Agents and Workforces

What it is

The Agent custom resource is a framework-agnostic contract for deploying an AI agent workload on Kubernetes. It declares what the agent does (via description, instruction, and model), how it is packaged (via framework or image), and what it can reach (tools and sub-agents). The operator translates that contract into a Deployment and Service, abstracting away the container plumbing.

The AgenticWorkforce resource groups one or more Agent resources under a named entry point. It adds a layer of organisational metadata (name, description, owner, tags) and drives automatic discovery of all transitive agents and tools reachable from those entry points.

Why it exists

Before the Agent CRD, deploying an AI agent meant writing bespoke Kubernetes manifests that hard-coded framework-specific environment variables, port conventions, and health-probe paths. Each team solved the same boilerplate differently, making cross-team sharing and operator-managed upgrades impractical.

The Agent CRD captures the stable parts of that contract — framework, protocols, tools, sub-agents — while the operator manages the volatile parts (image resolution, probe configuration, environment variable marshalling). This lets teams describe what an agent is without caring which template image version implements it.

AgenticWorkforce was introduced to answer a common operational question: "what agents and tools are actually running in my system right now?" Without it, that answer required manually tracing sub-agent references across multiple YAML files. The workforce resource makes discovery automatic and surfaced in status.

How it fits

Each Agent sits inside the Agent Runtime Operator's reconciliation loop. The operator watches Agent resources cluster-wide, creates the underlying workload resources, and updates status.url when an A2A protocol is configured.
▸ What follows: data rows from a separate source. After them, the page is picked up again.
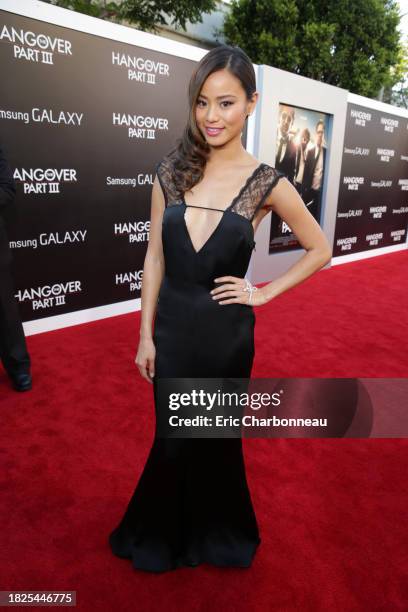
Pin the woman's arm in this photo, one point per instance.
(285, 201)
(153, 272)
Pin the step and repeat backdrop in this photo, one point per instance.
(84, 120)
(372, 209)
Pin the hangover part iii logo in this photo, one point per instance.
(32, 47)
(44, 180)
(140, 69)
(48, 296)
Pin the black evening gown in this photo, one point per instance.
(192, 503)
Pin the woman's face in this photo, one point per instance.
(222, 107)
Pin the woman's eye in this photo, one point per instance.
(227, 102)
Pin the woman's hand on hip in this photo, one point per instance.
(145, 357)
(235, 290)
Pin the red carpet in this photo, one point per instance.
(332, 513)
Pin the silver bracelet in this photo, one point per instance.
(250, 288)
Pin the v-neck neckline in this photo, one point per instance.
(228, 208)
(239, 194)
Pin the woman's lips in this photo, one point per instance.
(213, 131)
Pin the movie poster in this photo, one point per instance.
(302, 145)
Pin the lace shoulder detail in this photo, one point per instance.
(164, 171)
(255, 191)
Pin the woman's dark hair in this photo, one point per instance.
(189, 156)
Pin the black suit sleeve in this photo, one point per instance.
(7, 183)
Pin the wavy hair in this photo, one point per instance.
(189, 156)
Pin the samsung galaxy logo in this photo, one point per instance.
(53, 238)
(363, 152)
(44, 115)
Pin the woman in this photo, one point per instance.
(192, 503)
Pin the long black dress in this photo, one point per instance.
(192, 503)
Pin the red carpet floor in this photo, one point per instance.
(332, 512)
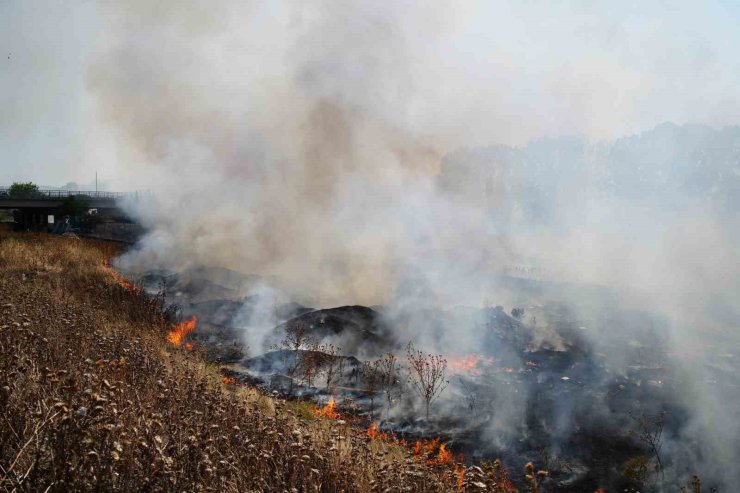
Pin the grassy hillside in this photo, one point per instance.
(92, 397)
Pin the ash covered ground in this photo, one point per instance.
(590, 391)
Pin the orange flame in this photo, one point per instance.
(181, 330)
(374, 433)
(459, 473)
(470, 363)
(328, 411)
(444, 456)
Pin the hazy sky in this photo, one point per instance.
(482, 73)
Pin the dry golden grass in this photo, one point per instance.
(93, 398)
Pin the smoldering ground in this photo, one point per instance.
(308, 145)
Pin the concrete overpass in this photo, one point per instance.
(32, 210)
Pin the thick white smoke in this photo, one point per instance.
(304, 142)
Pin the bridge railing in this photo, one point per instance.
(59, 194)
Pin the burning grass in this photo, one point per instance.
(93, 398)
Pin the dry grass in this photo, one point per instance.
(92, 398)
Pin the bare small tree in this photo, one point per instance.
(296, 339)
(426, 374)
(332, 362)
(650, 432)
(390, 380)
(373, 375)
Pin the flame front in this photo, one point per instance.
(181, 330)
(470, 363)
(459, 473)
(374, 433)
Tools are reached via ToolServer (in-cluster) or ToolRoute (via a tool gateway). Sub-agents are reached via in-cluster Agent references (resolved to cluster-local URLs by the operator) or by direct remote URLs.

AgenticWorkforce references Agent resources by name and namespace. The operator crawls the sub-agent graph at reconcile time and writes the discovered set into status.transitiveAgents and status.transitiveTools. No runtime traffic passes through the workforce resource itself — it is purely an observability and grouping construct.

Trade-offs and alternatives

Template vs custom image

Template-based agents (spec.framework without spec.image) let the operator manage the container image. The operator resolves the image from its built-in registry, keyed by framework. This means zero image-management overhead: a template agent picks up the latest tested image on upgrade. The trade-off is that you cannot add custom Python dependencies or specialised runtime behaviour.

Custom-image agents (spec.image set explicitly) give you full control over the runtime. You own the image build and the upgrade cycle. Choose this path when you have dependencies that the template image cannot provide, when you are migrating existing agent code, or when you need runtime behaviour the template does not support.

Both modes share the same spec.tools, spec.subAgents, spec.protocols, and spec.env contracts, so you can switch between them by adding or removing spec.image without restructuring the rest of the spec.

AgenticWorkforce vs individual Agents

Individual Agent resources are self-contained and need no workforce. Use AgenticWorkforce when you want a named, ownable unit that groups several entry points, when you need automatic transitive discovery for auditing or documentation, or when you want to organise agents by business domain with tags.